Tam o an balkonun tam önünden art arda üç tane kumrunun geçip gidişine şahit olduk. Biraz onları izledik, sonra ben söze girdim.

“Bir tahterevallinin iki ucunda gibiyiz.” diye başladım konuşmaya, “Yerden yüksekliğimiz hep belirsiz... Yerden ne kadar yüksek olacağımız hep karşı tarafa bağlı.”

Başımı ona çevirdim. Yüzüne soran gözlerle baktım. Gözlerindeki ifadede bir tanıdıklık hissi vardır. Sanki ruhlarımızın benzer kısımları yaralıydı.  

“Sen neden böylesin?” dedim dolu gözlerimle onu izlerken.

“Nasılım?” diye sorduğunda sorduğum sorunun altında yatan anlamı anladığını bile biliyordum.

“İlk tanıştığımızda gördüğüm Efe değilsin şu an.

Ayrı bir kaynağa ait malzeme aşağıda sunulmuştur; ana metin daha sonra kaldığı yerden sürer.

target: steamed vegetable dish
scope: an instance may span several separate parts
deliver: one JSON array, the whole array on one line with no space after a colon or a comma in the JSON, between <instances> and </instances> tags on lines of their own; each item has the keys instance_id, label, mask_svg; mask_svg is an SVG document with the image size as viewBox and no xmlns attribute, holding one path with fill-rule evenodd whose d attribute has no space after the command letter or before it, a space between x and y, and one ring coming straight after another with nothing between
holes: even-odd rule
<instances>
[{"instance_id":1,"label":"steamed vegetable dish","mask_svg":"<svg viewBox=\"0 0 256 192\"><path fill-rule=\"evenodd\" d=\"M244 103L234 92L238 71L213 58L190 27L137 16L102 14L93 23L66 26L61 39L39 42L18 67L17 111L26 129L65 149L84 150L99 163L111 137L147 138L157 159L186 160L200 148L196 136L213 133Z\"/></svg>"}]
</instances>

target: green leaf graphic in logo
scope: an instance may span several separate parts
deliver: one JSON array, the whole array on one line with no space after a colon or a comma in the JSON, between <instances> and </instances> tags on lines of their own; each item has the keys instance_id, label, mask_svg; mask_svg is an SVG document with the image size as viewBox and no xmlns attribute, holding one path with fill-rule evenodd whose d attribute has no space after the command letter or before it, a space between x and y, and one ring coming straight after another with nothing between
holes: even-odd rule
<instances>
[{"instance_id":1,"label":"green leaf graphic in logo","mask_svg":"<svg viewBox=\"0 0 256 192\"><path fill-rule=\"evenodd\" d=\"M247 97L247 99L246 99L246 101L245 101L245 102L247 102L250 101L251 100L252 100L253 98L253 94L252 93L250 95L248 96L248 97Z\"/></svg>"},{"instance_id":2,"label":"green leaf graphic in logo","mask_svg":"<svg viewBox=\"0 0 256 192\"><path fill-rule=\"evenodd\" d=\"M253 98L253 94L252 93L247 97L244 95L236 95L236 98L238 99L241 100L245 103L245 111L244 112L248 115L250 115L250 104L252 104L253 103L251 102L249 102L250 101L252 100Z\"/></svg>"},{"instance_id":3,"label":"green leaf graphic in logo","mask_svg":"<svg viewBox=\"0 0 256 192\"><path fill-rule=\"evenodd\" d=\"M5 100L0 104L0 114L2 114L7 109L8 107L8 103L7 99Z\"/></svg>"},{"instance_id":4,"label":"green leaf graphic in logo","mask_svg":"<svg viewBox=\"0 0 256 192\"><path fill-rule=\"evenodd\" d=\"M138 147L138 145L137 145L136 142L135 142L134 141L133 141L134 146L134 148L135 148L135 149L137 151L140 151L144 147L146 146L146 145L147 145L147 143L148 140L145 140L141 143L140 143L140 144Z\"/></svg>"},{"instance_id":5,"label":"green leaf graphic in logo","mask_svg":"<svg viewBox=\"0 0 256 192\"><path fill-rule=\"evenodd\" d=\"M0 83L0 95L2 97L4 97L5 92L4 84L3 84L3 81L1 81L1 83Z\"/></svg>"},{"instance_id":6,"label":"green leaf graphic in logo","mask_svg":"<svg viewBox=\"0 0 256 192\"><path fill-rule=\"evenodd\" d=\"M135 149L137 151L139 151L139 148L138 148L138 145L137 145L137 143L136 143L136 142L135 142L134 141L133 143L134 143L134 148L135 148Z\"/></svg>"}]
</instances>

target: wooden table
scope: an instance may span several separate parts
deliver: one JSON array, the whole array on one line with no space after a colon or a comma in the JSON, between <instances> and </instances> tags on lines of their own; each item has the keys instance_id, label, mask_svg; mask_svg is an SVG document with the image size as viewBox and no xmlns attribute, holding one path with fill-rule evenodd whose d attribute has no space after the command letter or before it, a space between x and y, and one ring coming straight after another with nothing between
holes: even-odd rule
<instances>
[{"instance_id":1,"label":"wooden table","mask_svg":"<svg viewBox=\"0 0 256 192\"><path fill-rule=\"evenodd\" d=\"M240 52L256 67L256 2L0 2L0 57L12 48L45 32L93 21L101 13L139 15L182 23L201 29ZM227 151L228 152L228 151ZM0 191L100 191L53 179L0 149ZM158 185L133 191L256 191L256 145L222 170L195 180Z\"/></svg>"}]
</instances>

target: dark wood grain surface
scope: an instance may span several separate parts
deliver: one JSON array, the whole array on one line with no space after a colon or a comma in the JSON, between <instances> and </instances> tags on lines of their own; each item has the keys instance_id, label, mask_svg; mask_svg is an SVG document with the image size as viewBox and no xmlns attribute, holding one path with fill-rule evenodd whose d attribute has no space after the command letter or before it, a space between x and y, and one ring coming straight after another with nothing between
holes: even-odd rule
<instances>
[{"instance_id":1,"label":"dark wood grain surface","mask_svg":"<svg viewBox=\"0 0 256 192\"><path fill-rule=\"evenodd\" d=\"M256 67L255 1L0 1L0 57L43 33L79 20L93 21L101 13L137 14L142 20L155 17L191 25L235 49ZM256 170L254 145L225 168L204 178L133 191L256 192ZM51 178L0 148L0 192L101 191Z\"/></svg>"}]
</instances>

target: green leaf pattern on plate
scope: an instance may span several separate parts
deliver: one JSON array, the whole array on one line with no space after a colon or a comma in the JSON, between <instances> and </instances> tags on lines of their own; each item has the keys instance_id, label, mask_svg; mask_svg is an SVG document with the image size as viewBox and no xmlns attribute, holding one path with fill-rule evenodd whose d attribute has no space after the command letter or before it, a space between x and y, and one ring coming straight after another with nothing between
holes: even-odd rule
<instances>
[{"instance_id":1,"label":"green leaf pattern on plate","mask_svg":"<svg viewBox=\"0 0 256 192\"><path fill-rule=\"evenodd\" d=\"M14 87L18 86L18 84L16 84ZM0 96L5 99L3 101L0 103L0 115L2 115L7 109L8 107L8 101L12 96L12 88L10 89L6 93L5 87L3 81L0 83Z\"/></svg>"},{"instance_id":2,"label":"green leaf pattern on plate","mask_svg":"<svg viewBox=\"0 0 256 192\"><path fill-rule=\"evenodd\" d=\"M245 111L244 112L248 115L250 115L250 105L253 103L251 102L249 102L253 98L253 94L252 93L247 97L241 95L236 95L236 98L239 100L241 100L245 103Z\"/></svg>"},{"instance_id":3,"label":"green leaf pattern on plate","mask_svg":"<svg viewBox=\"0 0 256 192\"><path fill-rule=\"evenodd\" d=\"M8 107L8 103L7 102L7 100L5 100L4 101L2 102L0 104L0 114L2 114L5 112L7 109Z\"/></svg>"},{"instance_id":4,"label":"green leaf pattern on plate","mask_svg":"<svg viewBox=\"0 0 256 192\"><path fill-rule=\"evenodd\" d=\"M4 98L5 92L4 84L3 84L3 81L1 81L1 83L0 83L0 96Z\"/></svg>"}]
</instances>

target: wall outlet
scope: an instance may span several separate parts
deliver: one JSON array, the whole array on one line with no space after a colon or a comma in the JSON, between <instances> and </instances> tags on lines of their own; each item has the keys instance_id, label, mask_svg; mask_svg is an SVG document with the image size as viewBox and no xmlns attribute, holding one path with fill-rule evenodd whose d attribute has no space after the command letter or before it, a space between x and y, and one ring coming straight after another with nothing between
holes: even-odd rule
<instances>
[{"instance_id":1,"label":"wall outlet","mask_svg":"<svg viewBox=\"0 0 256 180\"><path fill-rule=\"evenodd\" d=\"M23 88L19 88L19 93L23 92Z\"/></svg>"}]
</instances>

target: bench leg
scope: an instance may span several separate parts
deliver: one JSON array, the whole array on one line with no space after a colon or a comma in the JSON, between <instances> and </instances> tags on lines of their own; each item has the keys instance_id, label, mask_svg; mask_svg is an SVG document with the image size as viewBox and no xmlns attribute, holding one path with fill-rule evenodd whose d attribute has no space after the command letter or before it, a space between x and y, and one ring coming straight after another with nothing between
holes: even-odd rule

Mutlu, kendinden emin, mantıklı Efe Duran değilsin. Bir anda kalkıp giden, bir anda geri gelen, öfkesine yenik düşüp mantıksızlığın dibine vuran, hayatı boyunca hayal ettiği mesleği elde edip bir anda ben bırakıyorum diyen bir Efe yoktu karşımda, artık var. Neden böylesin? Ne oldu?” dedim hesap sorar gibi. Gözlerim doluydu, kaşlarım çatıktı, yorulmuştum.

Cevap vermedi. Ben öfkeyle onu izlerken dudaklarını araladı.

“Konuş,” dedi, “Dök içindekileri.”

“Bencilsin.” dedim.

“Sen öyle diyorsan doğrudur...” diye mırıldandı sakince.

“İnsanlar seni seviyor, bir anda kalkıp gidip sonra geri gelip sonra müziği bıraktığını açıklayamazsın Efe. Bu şımarıklık olur. Derdin ne? Derdin yok tabi. Derdin olmadan büyüdün, istediğin her şey ayağına getirildi, seni çok seven bir ailen vardı, sen acı ne demek ne bilirsin.”

Efe acı içinde güldü, onda ilk defa benim söylediklerime karşı yükselen bir öfke seziyordum.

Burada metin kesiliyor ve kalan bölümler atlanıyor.